Thursday, October 9, 2008

Vatican Newspaper Editorial On Pope Pius XII Who Passed Away 50 Years Ago Today


Today is the 50 th Anniversary of the Death of Pope Pius the XII. THe Pope had a special Mass and Homily and of course there is controversy. As soon as the Pope full remarks come out I will Post them. I shall be doing a few other posts on Pope Pius the XII today.

Here is the Vatican News Papers' Op Ed Today on Pope Piux the XII

In memory of Pius XII
Editorial by Giovanni Maria Vian
In the first hours of Thursday, October 9, 1958, half a century ago, Pius XII passed away. Death came after a long and intermittent illness, as he was about to complete the twentieth year of his pontificate, a great and difficult one which encompassed the darkest time of the twentieth century - the affirmation of totalitarianisms, of the extermination of the Jewish people in the heart of Europe, of the most horrifying war the world had ever known, and the subsequent division of the world in two camps diametrically opposed in a Cold War.

The Roman Pope, whose tall hieratic figure had become familiar to the whole world, thanks to the new means of communications, died in nocturnal solitude at the papal residence in Castel Gandolfo, betrayed by his own doctor who ignobly sold pictures of his agony.


Eugenio Pacelli was born on March 2, 1876, in a Rome that had recently become Italian [i.e., part of the new unified Italian state], while the long Pontificate of Pius XI was ending. As a young priest, he entered the service of the Holy See, following his Roman family's tradition. From then on, his life became increasingly linked closely to the Church of Rome, to pontifical diplomacy, and to his works of peace - first in various Vatican offices; then at the Nunciature in Germany during that dark time following the Communist Revolution in Russia when National Socialism was born and matured; and then finally, for good, back to Rome.


He became the Cardinal Secretary of State for Pius XI, and was subsequently elected his successor in 1939 following a very brief Conclave - the first Roman in two centuries (and the first Vatican secretary of state) to become Pope. A man of peace, Pius XII soon found himself a wartime Pope, the helpless Bishop of Rome.

But he faced the tragedy of war as no other leader in his time did.
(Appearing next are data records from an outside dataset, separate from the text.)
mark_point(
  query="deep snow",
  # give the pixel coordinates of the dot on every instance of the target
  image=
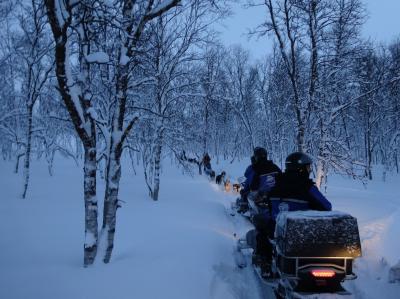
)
(179, 247)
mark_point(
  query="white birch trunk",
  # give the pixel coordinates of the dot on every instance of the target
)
(91, 226)
(27, 152)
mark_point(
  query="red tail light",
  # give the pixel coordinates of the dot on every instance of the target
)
(323, 273)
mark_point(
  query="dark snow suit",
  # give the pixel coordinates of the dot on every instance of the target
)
(292, 192)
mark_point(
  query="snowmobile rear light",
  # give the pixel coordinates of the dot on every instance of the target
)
(323, 273)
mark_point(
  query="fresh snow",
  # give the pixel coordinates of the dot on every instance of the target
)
(179, 247)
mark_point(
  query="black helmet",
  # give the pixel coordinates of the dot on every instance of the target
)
(298, 162)
(259, 154)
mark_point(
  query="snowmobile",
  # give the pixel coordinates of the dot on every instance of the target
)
(313, 253)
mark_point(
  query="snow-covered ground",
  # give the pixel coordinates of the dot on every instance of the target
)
(179, 247)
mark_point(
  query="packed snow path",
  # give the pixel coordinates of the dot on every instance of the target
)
(179, 247)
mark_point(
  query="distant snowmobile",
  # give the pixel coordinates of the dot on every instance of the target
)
(313, 253)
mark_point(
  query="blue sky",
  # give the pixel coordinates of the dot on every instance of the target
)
(382, 25)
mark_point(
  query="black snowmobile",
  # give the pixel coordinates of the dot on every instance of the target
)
(313, 253)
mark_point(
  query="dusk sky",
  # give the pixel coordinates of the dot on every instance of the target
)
(382, 25)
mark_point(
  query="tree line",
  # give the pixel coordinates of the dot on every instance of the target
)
(97, 81)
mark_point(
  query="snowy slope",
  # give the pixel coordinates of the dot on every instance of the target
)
(179, 247)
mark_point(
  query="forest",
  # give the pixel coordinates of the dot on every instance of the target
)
(143, 81)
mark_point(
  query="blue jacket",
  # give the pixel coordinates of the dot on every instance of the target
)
(293, 193)
(249, 175)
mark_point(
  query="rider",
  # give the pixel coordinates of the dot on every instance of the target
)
(256, 174)
(293, 190)
(242, 202)
(207, 166)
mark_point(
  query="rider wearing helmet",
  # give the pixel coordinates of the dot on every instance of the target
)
(293, 191)
(256, 176)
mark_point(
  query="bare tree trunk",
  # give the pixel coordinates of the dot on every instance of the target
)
(27, 152)
(113, 177)
(91, 229)
(157, 166)
(19, 156)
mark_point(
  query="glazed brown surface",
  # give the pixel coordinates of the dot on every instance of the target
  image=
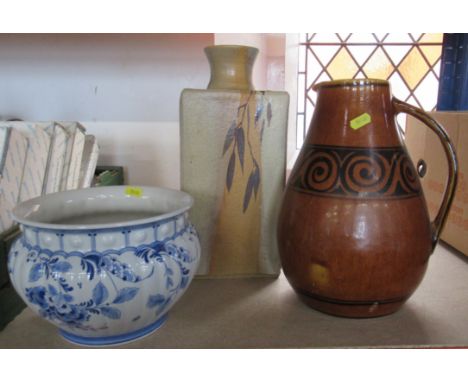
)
(354, 232)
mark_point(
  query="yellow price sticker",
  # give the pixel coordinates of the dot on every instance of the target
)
(136, 192)
(360, 121)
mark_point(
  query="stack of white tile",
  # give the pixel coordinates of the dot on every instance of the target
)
(41, 158)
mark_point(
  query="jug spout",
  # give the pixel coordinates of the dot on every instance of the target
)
(360, 111)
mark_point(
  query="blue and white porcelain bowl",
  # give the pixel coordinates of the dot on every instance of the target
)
(104, 264)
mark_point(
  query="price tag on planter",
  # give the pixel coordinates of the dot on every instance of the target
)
(136, 192)
(360, 121)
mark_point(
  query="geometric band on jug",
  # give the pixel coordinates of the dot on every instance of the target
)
(355, 172)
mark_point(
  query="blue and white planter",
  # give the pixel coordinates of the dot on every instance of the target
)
(104, 283)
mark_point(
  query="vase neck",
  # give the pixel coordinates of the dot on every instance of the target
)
(231, 66)
(354, 113)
In the face of the monstrous persecution of Jews by the Nazis [and their Italian Fascist allies], he was constrained to a deliberate but pained silence to mask and maximize an indisputable work of assistance and charity to potential victims.
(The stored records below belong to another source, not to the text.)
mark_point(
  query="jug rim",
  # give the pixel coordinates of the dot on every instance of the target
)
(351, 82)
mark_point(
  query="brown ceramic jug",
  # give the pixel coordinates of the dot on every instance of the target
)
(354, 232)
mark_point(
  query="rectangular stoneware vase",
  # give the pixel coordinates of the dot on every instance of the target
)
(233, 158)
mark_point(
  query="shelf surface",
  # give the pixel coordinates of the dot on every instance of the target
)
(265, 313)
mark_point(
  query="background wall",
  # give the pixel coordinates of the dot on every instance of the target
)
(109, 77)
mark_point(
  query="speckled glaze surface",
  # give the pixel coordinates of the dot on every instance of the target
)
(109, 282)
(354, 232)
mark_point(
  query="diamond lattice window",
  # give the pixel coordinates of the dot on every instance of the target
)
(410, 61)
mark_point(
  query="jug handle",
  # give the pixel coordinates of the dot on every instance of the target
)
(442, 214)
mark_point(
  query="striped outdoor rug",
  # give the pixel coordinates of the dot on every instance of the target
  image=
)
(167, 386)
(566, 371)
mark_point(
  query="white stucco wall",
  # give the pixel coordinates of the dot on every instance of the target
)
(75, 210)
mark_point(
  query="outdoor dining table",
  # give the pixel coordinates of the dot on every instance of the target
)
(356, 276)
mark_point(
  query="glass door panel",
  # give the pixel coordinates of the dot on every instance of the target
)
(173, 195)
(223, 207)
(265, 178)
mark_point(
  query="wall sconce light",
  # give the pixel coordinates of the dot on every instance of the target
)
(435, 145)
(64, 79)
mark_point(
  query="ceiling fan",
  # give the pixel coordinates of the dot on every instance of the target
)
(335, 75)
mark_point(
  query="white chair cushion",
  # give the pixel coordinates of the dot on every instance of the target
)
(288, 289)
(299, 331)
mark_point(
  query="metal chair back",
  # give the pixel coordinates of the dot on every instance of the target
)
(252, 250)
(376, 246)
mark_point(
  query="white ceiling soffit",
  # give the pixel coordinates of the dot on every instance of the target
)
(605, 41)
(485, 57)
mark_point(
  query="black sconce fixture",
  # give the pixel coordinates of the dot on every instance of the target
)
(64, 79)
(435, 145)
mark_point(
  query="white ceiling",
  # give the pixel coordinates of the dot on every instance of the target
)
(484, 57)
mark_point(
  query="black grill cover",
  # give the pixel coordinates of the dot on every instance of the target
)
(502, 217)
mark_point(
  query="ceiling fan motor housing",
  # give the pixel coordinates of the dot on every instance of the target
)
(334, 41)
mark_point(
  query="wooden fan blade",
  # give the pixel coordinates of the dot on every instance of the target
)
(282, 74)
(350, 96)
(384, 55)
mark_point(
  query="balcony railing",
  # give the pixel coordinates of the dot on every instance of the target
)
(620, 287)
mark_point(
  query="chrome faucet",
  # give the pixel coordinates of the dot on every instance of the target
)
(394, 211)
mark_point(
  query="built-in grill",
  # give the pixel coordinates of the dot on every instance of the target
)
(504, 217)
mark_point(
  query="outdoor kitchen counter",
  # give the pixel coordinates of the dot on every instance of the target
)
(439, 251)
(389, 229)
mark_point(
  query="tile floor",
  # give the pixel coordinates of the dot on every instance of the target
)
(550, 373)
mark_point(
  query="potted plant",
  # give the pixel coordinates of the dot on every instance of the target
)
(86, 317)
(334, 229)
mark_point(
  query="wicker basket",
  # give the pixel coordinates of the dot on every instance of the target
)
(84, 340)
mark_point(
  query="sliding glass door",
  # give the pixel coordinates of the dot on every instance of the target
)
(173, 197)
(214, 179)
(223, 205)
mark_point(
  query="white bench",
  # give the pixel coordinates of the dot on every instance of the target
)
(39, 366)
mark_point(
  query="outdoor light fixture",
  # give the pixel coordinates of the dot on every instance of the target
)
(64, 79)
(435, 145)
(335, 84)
Cardinal Giovanni Battista Montini (later Pope Paul VI) would write in The Tablet, commenting on the worldwide denigration campaign against Pius XII launched by a German play about his wartime activities: "An attitude of condemnation and protest [towards Nazi treatment of the Jews], which this play claims the Pope never adopted, would have been - besides being futile - dangerous: that is all."
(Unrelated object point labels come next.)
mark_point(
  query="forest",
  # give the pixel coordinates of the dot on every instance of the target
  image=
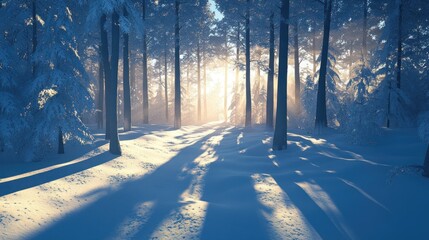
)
(279, 83)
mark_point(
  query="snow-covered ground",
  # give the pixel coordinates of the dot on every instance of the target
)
(220, 182)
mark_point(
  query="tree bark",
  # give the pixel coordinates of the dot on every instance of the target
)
(297, 78)
(270, 79)
(126, 81)
(426, 164)
(114, 146)
(321, 118)
(166, 82)
(177, 92)
(107, 72)
(237, 71)
(199, 81)
(248, 121)
(100, 99)
(365, 31)
(145, 79)
(205, 84)
(225, 100)
(280, 130)
(60, 141)
(34, 19)
(399, 53)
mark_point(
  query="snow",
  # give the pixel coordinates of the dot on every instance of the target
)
(220, 182)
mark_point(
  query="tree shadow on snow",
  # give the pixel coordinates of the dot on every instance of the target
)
(234, 211)
(104, 217)
(53, 174)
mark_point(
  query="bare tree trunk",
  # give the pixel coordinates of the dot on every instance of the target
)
(107, 72)
(248, 121)
(297, 78)
(399, 53)
(205, 84)
(426, 164)
(314, 53)
(166, 83)
(321, 118)
(237, 71)
(60, 141)
(365, 31)
(351, 60)
(114, 146)
(225, 100)
(34, 19)
(145, 80)
(126, 81)
(280, 130)
(178, 98)
(100, 99)
(270, 79)
(199, 81)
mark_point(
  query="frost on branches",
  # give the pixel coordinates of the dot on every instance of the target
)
(60, 92)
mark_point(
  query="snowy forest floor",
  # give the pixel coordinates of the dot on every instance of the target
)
(220, 182)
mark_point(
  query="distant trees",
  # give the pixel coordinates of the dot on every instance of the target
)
(177, 90)
(280, 130)
(321, 118)
(60, 88)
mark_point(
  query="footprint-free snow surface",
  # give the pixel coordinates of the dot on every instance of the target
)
(220, 182)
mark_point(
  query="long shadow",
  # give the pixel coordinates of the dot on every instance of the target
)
(54, 174)
(343, 222)
(11, 169)
(234, 211)
(102, 218)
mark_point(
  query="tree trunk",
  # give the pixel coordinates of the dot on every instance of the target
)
(199, 81)
(297, 78)
(205, 84)
(399, 53)
(321, 118)
(280, 130)
(270, 79)
(126, 81)
(177, 96)
(426, 164)
(107, 72)
(114, 146)
(248, 121)
(100, 99)
(145, 80)
(34, 19)
(351, 60)
(314, 53)
(225, 100)
(60, 141)
(365, 31)
(166, 83)
(237, 71)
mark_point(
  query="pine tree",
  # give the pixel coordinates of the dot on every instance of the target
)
(60, 91)
(280, 130)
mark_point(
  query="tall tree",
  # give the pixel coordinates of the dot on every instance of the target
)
(248, 121)
(145, 75)
(100, 98)
(106, 67)
(126, 80)
(321, 118)
(296, 63)
(177, 92)
(34, 33)
(280, 131)
(270, 79)
(114, 146)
The government of the Church had to go on. It must be remembered, for instance, Divino afflante Spiritu, the encyclical which authorized the renewal of Biblical studies by Catholic scholars, was published during the war. His work of peace and leadership of Catholicism continued tirelessly during the war, expressed symbolically by the Holy Year at mid-century - when he proclaimed the dogma of the Assumption of Mary - and by the two great consistories which started the internationalization of the College of Cardinals for a Church that was increasingly global, while important reforms proceeded in doctrinal, liturgical and ecumenical areas.


At the same time, the Pope supported both democracy and opposition to Communist totalitarianism, on the one hand, and on the other, the reconstruction of Europe. The weight of the war and the desire to erase memories of it soon fell on the image of Pius XII and facilitated the spread after his death of a black legend - that of a Pope who was insensitive to the Holocaust or worse, as a Nazi sympathizer, a fabrication that is inconsistent with history even more than it is denigratory. Analogously, the undeniable differences between him and his successor do not authorize - not even from a historical angle - an unfavorable comparison with John XXIII that was artificially constructed and which still weighs on the Church, undermining its continuity - the same Church that Pius XII served to the very end and which has the duty to uphold his memory.